All my life I got up after everyone else in the family, once they were all gone to work, and I wrote & wrote so I wouldn’t need to work. They left me be: I had scholarships to college and the thing they wanted for me was a career. There are families in Quebec who take one of their sons and put him in a seminary to become a priest, so that the whole family can go to heaven. I wouldn’t have hated that. But I would have always climbed the fence at night to go see some girls. I would have been a pretty mixed up priest.

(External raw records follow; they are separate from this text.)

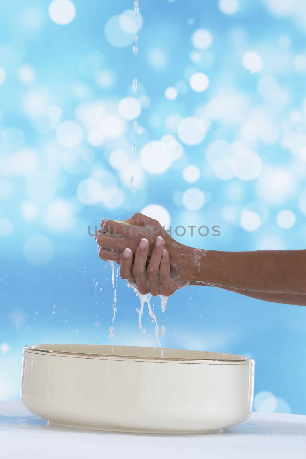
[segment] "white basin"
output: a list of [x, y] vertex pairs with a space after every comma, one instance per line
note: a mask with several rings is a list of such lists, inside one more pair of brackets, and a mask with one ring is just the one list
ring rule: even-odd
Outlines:
[[21, 400], [63, 425], [156, 433], [217, 431], [252, 411], [254, 361], [200, 351], [41, 344], [23, 350]]

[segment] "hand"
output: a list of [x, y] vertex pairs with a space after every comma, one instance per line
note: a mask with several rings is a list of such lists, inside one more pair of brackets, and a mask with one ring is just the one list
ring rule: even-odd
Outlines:
[[121, 256], [121, 277], [136, 287], [142, 295], [150, 293], [153, 297], [161, 295], [170, 297], [188, 284], [175, 281], [172, 278], [169, 253], [164, 245], [164, 240], [158, 236], [146, 267], [149, 242], [145, 238], [140, 241], [136, 249], [134, 260], [130, 248], [126, 248]]
[[[101, 230], [95, 237], [99, 246], [99, 256], [105, 260], [111, 260], [120, 263], [122, 256], [126, 248], [135, 254], [143, 238], [147, 241], [145, 266], [150, 262], [153, 247], [158, 236], [162, 237], [170, 260], [172, 277], [175, 281], [188, 282], [195, 249], [175, 241], [156, 220], [136, 213], [125, 223], [118, 223], [112, 220], [103, 220]], [[133, 226], [131, 226], [133, 225]], [[138, 266], [137, 263], [137, 266]]]

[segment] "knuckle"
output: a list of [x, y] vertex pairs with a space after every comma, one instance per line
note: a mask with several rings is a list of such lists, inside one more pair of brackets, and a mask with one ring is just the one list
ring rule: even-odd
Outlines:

With my first week’s pay, $16.83, I went and got myself drunk for the first time in my life. In
a saloon on the big street behind the mills they sold jumbo glasses of beer for 10¢. Me and my friends, 2 Canadians Roland and Henri, and one Greek, our famous G.J., we drank us a good dozen glasses each. We thought we had discovered the Good Lord. We took all the old drunkards by the collar and we told them that they were the Good Lord. We sang this in the pissers, in the streets. “All men are the Good Lord!” we hollered at the top of our lungs. Later, in the tree near the river behind a low stonewall, everyone who was going home from the bars watched us wrestle. I puked on my knees and then went backwards on my hands so I wouldn’t get dirty. We thought it was funny.
Monday morning I didn’t return to the circulation office. I told my parents that I wanted to study in the fall. My father raised his hands in the manner of a Canadian.
We liked it so much getting drunk, the guys, that we prepared to go on a big trip to Vermont. Henri had an old jalopy. I knew some nurses over there. We brought a bottle. Henri had his new tweed suit in green and he’d just had a golden tooth put in. We called him “Kid Faro.” It was marvelous. I had taken some trips with my parents to Canada, with a friend to Boston, with another to N.Y. to put my college papers in order, and one time, when I was seven years old, I had walked ten miles in the country with my old childhood chum Jack to go live on a farm. But the trip with the guys to Vermont was more of a real trip than the others. It was funny, it was “Crazy as a Broom.” The morning was cool, the sky blue, the country like on the first day of the world. We yakked, we thought ourselves important.
In Vermont we spoke to the nurses at the hospital, they told us to wait until nine o’clock in the evening when they’ll be done working. To pass the time we bought a bottle of whiskey with a name we’ve never seen again since. It was made in the Green Mountains. We drank that in under 15 minutes. We went to swim in a quarry. I made believe that I was drowned, I stayed under water a long time. G.J. was scared. He almost jumped in the water in his clothes. The others danced. I tried to rip out a small tree from the ground, I twisted it around my back and stood with it and it tore a little at the root. It was beginning to get dark. We were drunk. We got into the car & we returned to the hospital. I was getting out of the back seat to acquaint myself with the young ladies, I missed the runningboard and fell flat on my face in the driveway. I stayed there. I liked it. All the others left to go dancing save for me and G.J. He sat me down in a beach chair and lo, there we were in the beautiful summer night in Vermont, in front of a summer resort near the hospital, me asleep, he awake. Two old ladies were sitting near us. Every time I made to puke G.J. would take off the hat he’d bought for the trip and said, “Yes, it is a fine evening, dear Mr. Bretagne, you are correct.”